Reproduction en fac-similé d’une série de vingt aquarelles — des couchers de soleil — de l’artiste Ann Loubert, accompagnées de deux poèmes de Jacques Moulin.

(Ouvrage au tirage limité, uniquement vendu auprès de nos éditions.)

Une femme surgit. Et revient, ni tout à fait la même ni tout à fait une autre, en une suite de dix-sept séquences. 17 secondes, le roman-photo de Marc Blanchet, lie chaque portrait de cette femme à une prose, en une suite numérotée qui interroge le mystère de l’autre autant que l’acte et l’image photographiques. Y a-t-il réellement fiction ? Ne sommes-nous pas plutôt dans un monde d’hypothèses, né de l’envie d’écrire sur l’être aimé, d’en raconter la présence dans le temps — et penser ainsi la photographie à travers une écriture poétique ? 17 secondes se déploie comme un éventail, à même de se refermer pour enclore ses secrets.

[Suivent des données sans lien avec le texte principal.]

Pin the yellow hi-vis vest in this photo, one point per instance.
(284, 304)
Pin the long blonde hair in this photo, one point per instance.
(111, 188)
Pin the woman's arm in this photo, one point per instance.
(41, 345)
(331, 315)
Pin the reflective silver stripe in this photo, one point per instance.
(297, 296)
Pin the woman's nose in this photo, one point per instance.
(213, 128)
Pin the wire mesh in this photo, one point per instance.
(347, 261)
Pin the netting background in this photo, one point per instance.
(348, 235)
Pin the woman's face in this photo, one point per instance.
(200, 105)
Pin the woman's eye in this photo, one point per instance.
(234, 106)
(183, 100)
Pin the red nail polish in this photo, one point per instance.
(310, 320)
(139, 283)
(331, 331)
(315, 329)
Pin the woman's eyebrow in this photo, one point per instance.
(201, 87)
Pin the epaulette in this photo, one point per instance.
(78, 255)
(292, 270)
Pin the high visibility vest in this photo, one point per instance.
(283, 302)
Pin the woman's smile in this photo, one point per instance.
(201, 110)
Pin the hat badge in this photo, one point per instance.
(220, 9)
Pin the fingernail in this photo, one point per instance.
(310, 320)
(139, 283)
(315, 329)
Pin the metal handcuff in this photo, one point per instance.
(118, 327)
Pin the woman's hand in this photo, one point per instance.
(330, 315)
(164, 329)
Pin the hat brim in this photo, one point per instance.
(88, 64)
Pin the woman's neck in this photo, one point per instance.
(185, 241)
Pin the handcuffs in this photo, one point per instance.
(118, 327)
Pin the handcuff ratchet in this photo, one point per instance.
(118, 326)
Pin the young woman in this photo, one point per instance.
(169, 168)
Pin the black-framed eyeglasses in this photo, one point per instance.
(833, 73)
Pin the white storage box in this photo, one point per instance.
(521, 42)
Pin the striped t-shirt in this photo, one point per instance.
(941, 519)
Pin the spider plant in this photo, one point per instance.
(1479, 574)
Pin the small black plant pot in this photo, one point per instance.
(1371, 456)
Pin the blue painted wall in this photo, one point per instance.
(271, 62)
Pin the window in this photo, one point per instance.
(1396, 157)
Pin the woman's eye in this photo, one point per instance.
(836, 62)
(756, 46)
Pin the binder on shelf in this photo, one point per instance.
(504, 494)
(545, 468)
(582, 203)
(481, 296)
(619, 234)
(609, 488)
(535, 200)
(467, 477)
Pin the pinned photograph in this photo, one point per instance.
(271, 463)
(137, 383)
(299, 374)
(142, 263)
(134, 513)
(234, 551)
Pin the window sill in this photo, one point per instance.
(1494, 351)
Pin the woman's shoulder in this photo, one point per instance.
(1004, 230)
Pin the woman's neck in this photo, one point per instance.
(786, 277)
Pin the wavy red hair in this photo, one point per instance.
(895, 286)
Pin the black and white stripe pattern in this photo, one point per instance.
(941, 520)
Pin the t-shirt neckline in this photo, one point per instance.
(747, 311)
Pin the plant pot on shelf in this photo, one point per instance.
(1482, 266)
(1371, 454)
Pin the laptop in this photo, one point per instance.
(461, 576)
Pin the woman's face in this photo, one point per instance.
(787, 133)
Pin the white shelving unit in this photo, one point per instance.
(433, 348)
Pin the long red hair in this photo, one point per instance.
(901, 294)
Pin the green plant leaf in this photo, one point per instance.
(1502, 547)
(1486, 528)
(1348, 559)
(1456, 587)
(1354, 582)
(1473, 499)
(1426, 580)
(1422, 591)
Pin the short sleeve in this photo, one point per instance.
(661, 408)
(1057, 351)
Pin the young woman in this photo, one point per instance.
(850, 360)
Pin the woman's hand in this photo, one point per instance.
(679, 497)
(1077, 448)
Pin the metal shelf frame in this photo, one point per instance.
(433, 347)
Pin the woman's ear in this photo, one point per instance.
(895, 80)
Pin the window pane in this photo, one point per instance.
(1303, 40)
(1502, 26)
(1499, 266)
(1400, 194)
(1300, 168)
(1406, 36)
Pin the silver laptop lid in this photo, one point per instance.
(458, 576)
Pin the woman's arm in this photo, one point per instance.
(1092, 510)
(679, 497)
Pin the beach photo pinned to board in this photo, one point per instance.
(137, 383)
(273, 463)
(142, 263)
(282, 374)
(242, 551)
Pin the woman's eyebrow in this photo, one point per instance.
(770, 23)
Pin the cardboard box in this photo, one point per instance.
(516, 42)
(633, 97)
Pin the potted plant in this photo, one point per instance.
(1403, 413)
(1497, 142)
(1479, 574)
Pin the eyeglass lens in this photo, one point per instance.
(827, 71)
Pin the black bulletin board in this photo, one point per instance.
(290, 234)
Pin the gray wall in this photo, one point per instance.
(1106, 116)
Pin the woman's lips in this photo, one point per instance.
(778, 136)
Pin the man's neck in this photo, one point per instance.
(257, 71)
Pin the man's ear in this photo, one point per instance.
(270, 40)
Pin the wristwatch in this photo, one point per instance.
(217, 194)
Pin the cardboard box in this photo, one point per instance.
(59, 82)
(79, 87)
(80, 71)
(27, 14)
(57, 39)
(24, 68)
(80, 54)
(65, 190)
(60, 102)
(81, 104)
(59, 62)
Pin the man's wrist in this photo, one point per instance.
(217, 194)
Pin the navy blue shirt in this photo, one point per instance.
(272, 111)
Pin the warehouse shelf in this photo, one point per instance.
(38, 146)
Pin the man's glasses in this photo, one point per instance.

And Also The Trees (« et aussi les arbres ») propose une approche photo-textuelle du paysage dans laquelle l’arbre est autant modèle que sentinelle, dans sa propre solitude ou dans une solitude rassemblée : la forêt. Souvent prises dans la vitesse, au crépuscule ou de nuit, ces photographies inscrivent des diffractions où la notion de composition s’avère essentielle. Écritures photographique et littéraire se côtoient ou se disjoignent pour penser le paysage, dans ses mystères, ses ruptures, son opacité — parfois son silence. En miroir d’un essai sur l’acte photographique et la perception de son propre corps lors des prises de vue, l’écrivain-photographe Marc Blanchet, par l’horizontalité du paysage ou la verticalité d’un arbre, nous met face à un univers qui surgit entre soudaineté et disparité, présence et profusion.

« Le silence nous porte à la contemplation, à l’écoute de l’inouï. S’il me fascine, c’est que je sais qu’il m’attend quelque part. S’il fait mine d’être muet, peut-être nous écoute-t-il ? Il n’est pas le vide, il est plein de lui-même. Il s’écrit par la ponctuation, il bat entre les mots. Constitutif de la musique, il est audible. Il se donne à voir par le dépouillement en peinture ou par les arrêts entre nos gestes. Il doit être photographiable ; certains y sont déjà parvenus. Oui, photographier le silence qui ne réclamerait plus les mots qui m’envahissent et me débordent si souvent. »
Les images rapportées par Patrick Bogner de ses incursions aux abords du cercle arctique, dans les Orcades, les Féroé, à Saint-Kilda, en Islande ou en Norvège, mettent en scène le sublime écrasant de paysages déserts et déchaînés, inhabitables, où l’homme, fatalement de passage, vient rechercher un face-à-face avec des forces qui l’excèdent.
Inspiré par le romantisme primitif du Sturm und Drang, le photographe reprend ainsi l’ambition de Caspar David Friedrich : celle d’une peinture de paysage capable – si tempétueuse, heurtée et accablante qu’elle soit – de susciter la même contemplation que les images sacrées.